The problem can be addressed using dynamic programming since it involves making decisions that minimize the total path sum at each level as follows:

dp[level][i] = triangle[level][i] + min{dp[next_level][i], dp[next_level][i+1]}

i.e.

minpath[k][i] = min(minpath[k+1][i], minpath[k+1][i+1]) + triangle[k][i];

Code

Java
class Solution {
   public int minimumTotal(List<List<Integer>> triangle) {
      int levels = triangle.size();
      int[][] dp = new int[levels][levels];
      
      // Initialize the last row
      for (int i = 0; i < levels; i++) {
            dp[levels - 1][i] = triangle.get(levels - 1).get(i);
      }

      // Bottom-up calculation
      for (int l = levels - 2; l >= 0; l--) {
            for (int i = 0; i <= l; i++) {
               dp[l][i] = Math.min(dp[l + 1][i], dp[l + 1][i + 1]) + triangle.get(l).get(i);
            }
      }
      return dp[0][0];
   }
}
Python
class Solution:
   def minimumTotal(self, triangle: List[List[int]]) -> int:
      levels = len(triangle)
      dp = triangle[-1][:]

      # Bottom-up calculation
      for l in range(levels - 2, -1, -1):
            for i in range(l + 1):
               dp[i] = min(dp[i], dp[i + 1]) + triangle[l][i]
               
      return dp[0]

Complexity

  • ⏰ Time complexity: O(n^2)
  • 🧺 Space complexity: O(n^2)

If we print the dp table for an example triangle, it appears as follows:

Triangle -

[2],
[3,4],
[6,5,7],
[4,1,8,3]

dp table  -

11, 0, 0, 0
9, 10, 0, 0
7,  6, 10, 0
4,  1,  8, 3

The table has meaningful values in the lower half, and at each level, one of the columns gets fixed moving bottom-up. Thus, we can use the bottom level array as the dp table and update the columns bottom-up, reducing the space complexity from O(n^2) to O(n).

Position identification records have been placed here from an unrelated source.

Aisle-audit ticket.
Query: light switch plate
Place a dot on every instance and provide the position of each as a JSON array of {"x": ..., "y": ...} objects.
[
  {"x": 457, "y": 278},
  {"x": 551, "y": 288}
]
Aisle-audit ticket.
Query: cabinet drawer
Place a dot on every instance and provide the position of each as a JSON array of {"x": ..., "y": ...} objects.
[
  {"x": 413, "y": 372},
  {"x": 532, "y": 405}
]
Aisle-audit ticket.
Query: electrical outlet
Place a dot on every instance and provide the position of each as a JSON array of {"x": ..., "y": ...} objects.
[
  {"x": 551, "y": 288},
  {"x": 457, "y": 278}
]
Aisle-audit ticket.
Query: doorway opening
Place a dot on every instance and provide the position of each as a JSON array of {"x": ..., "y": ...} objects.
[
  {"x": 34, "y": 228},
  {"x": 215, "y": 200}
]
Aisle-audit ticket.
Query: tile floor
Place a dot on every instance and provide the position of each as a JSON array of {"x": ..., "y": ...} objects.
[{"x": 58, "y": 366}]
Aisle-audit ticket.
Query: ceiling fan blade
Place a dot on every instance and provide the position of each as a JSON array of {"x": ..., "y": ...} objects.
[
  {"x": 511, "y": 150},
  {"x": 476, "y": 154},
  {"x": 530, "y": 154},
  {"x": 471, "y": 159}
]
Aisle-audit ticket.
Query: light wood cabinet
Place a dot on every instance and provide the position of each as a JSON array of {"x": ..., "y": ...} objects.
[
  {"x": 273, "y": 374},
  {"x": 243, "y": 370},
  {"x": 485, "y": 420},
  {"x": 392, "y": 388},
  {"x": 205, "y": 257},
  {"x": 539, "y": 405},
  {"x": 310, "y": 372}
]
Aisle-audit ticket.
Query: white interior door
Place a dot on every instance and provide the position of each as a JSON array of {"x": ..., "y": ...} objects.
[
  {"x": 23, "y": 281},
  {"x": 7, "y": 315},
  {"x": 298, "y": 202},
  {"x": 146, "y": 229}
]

Method 4 - Space Optimal Bottom-up DP

We can solve this problem using a bottom-up dynamic programming approach.

  • Begin from the second last row and update each element by adding the minimum of the adjacent numbers from the row below.
  • The solution will be at the top of the triangle.

To optimize space, we focus on the recurrence relation:

minpath[k][i] = min(minpath[k+1][i], minpath[k+1][i+1]) + triangle[k][i];

Since minpath[k+1] becomes irrelevant after minpath[k] is computed, we can use a 1D array and update it iteratively:

minpath[i] = min(minpath[i], minpath[i+1]) + triangle[k][i];

Thus, the dynamic programming relation is:

dp[i] = triangle.get(level).get(i) + Math.min(dp[i], dp[i+1]);

Here is the approach:

  • Start from the second last row and keep adding the minimum of the adjacent numbers from the row below to each element.
  • The final answer will be at the top of the triangle.

Code

Java
class Solution {
   public int minimumTotal(List<List<Integer>> triangle) {
      int size = triangle.size();
      if (size == 0) return 0;
      for (int i = size - 2; i >= 0; i--) {
            List<Integer> currRow = triangle.get(i);
            List<Integer> belowRow = triangle.get(i + 1);
            for (int j = 0; j < currRow.size(); j++) {
               currRow.set(j, currRow.get(j) + Math.min(belowRow.get(j), belowRow.get(j + 1)));
            }
      }
      return triangle.get(0).get(0);
   }
}
Python
class Solution:
   def minimumTotal(self, triangle: List[List[int]]) -> int:
      size = len(triangle)
      if size == 0:
            return 0
      for i in range(size - 2, -1, -1):
            for j in range(len(triangle[i])):
               triangle[i][j] += min(triangle[i + 1][j], triangle[i + 1][j + 1])
      return triangle[0][0]

Complexity

  • ⏰ Time complexity: O(n^2) due to the nested loops iterating through the triangle.
  • 🧺 Space complexity: O(1) as we are modifying the triangle in place without using additional storage.